The company is able to grow cash flow and earnings more than revenues thanks to margin expansion and good cash flow conversion.




So while sales are expanding, its free cash flow conversion is growing at a stronger rate. Roper does a very good job of converting earnings into cash flow thanks to its asset light model, meaning that capital expenditure requirements tend to be quite light.

All of which leads to some impressive movements in cash flow:




So the answer to the first concern has to be that, despite acquisitions and a difficult macro-environment, Roper is managing its businesses well.

Roper Industries Growth Drivers

Having demonstrated its exceptional performance over the years, it’s time to look at its business segments and end drivers. Frankly the numbers above suggest that the company has been favorably investing in the right market niches, but is there more upside in 2013?

First here are the segments by operating profit split for 2012:



There is nice sense of diversification here and I think 2013 is looking good.

Firstly, in Medical Imaging the Sunquest acquisition has been successfully integrated, and when I look at companies like Varian Medical Systems (NYSE: VAR) or Elekta, the market for radiation oncology is expanding quite nicely. Indeed, Varian has plenty of upside potential through the growth of new products in radiosurgery and expansion of therapy into indications like lung cancer. Moreover, Roper has also worked with the likes of Accuray, a company that has been downgrading prospects recently, but ultimately Roper will benefit from increased volumes, and this is what Accuray is aiming to achieve.

I also like its exposure to Minimally Invasive Surgery (MIS), in which Covidien (NYSE: COV) is the leading player. Covidien raised guidance recently, and much of this was due to strong MIS performance. MIS remains under-penetrated in US hospitals, and expansion opportunities are very strong in emerging markets. Everyone worries about austerity measures, but MIS delivers cost savings via better patient outcomes and shorter hospital stays.

Revenues were flat in RF Technology for the year, but operating margins increased by 250 basis points leading to operating profit growth of 10%. With increasing software revenues Roper’s management believe it can expand margins and revenues again in 2013.

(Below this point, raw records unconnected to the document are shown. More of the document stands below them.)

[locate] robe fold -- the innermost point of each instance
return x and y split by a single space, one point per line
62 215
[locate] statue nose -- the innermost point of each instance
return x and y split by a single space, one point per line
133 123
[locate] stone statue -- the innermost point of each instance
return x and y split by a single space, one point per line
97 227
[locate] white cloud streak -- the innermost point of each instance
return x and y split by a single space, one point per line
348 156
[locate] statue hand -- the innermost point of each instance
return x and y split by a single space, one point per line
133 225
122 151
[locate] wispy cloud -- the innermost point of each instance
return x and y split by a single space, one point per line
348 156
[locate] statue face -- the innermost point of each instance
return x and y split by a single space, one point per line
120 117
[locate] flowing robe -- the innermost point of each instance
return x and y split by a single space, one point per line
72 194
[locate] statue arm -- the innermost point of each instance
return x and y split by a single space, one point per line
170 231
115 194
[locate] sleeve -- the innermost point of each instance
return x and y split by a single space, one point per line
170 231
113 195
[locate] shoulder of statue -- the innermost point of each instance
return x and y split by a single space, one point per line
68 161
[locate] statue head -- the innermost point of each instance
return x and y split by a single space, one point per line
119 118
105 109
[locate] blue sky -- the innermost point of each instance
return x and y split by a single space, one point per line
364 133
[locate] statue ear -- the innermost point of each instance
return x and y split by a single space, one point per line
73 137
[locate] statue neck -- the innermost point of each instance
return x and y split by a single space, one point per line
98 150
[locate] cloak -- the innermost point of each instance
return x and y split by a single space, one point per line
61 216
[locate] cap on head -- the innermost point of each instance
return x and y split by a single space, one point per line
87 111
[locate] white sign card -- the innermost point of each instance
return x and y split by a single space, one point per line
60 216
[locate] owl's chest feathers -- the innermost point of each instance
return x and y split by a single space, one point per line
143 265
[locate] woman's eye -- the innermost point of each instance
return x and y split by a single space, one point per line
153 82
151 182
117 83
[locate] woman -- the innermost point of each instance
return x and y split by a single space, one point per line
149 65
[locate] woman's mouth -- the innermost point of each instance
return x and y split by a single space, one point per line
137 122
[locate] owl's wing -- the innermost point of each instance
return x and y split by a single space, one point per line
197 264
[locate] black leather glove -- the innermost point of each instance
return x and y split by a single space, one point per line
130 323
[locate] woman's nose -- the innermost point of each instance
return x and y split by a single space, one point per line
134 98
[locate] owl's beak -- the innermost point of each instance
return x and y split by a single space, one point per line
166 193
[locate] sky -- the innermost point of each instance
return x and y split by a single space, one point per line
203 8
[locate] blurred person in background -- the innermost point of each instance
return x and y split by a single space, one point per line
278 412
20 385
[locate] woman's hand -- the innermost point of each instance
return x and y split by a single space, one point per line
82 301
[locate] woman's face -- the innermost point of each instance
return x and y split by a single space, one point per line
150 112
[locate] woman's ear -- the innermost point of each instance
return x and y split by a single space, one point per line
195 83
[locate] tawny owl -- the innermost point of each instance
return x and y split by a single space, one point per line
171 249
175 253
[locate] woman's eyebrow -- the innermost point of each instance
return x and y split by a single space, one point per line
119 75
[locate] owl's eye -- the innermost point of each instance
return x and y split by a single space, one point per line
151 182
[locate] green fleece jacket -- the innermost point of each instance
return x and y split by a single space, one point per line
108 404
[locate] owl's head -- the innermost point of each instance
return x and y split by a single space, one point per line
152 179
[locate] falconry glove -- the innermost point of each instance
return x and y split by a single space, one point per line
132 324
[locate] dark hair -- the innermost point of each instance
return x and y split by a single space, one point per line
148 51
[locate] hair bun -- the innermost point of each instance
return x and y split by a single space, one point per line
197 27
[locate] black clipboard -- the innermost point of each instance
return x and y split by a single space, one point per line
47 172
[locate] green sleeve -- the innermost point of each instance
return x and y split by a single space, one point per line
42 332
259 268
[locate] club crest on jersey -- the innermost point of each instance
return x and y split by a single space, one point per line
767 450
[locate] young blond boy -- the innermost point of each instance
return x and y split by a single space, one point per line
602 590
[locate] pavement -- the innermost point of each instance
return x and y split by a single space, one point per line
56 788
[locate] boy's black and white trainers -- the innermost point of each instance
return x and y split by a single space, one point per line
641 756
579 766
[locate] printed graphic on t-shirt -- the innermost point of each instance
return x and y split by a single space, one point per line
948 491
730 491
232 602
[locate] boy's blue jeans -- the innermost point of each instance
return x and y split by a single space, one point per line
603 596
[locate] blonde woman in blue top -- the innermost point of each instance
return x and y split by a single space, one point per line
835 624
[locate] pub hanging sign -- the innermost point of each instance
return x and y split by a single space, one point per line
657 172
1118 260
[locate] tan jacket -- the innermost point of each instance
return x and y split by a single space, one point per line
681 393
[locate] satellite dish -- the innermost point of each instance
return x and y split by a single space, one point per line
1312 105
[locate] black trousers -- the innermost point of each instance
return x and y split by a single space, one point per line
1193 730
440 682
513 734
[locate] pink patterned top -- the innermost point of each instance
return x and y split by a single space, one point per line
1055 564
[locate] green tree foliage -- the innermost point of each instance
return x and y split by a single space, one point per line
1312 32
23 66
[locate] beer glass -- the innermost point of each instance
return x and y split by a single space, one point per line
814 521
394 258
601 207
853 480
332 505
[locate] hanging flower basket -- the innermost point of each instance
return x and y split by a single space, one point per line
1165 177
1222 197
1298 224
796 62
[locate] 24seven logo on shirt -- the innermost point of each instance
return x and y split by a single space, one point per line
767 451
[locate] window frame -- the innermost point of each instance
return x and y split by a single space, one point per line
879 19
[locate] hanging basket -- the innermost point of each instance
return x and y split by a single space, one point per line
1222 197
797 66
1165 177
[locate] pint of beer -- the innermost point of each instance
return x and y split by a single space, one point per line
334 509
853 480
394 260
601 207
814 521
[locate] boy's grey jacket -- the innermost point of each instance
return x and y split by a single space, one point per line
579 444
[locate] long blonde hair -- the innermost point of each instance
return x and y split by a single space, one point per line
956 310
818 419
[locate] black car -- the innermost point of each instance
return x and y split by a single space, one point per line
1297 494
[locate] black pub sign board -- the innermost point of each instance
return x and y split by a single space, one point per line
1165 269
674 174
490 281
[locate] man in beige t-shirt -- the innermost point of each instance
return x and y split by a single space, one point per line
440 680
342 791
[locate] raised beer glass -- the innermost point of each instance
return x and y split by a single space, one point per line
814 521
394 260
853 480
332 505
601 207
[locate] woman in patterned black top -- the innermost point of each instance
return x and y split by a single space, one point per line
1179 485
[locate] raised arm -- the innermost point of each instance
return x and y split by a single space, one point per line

The Industrial Technology segment saw revenues rise 8% and operating profit up 15% for the year. With fracking and oil shale gas activity showing no signs of slowing, its fluid handling operations should do well. Indeed, if the US is about to see a renaissance in manufacturing spurred by cheaper energy then increased industrial production will then feed back into increased demand for energy. Furthermore if new housing starts are going to improve then demand for Roper’s metering and water handling solutions surely will too. It is a similar story in the Energy Systems and Controls segment where global LNG projects are creating demand for compressors.

Roper Industries Equity Analysis

LNG, oil shale, fracking, new house builds, MIS, radiation oncology etc. The list of favorable end market drivers is impressive, and provided the economy does okay in 2013, I think Roper is well positioned.

The problem is that the market seems aware of that fact and has priced the stock accordingly. On a forward PE of nearly 21x earnings, it is hardly cheap.  It is a high quality stock, but it is still exposed to some cyclical growth factors, and that means macro risk. I think it is fairly valued right now; I closed out my position when it hit my price target earlier in the year. Nevertheless I’m monitoring this with a view to buying back in with a $125 price target.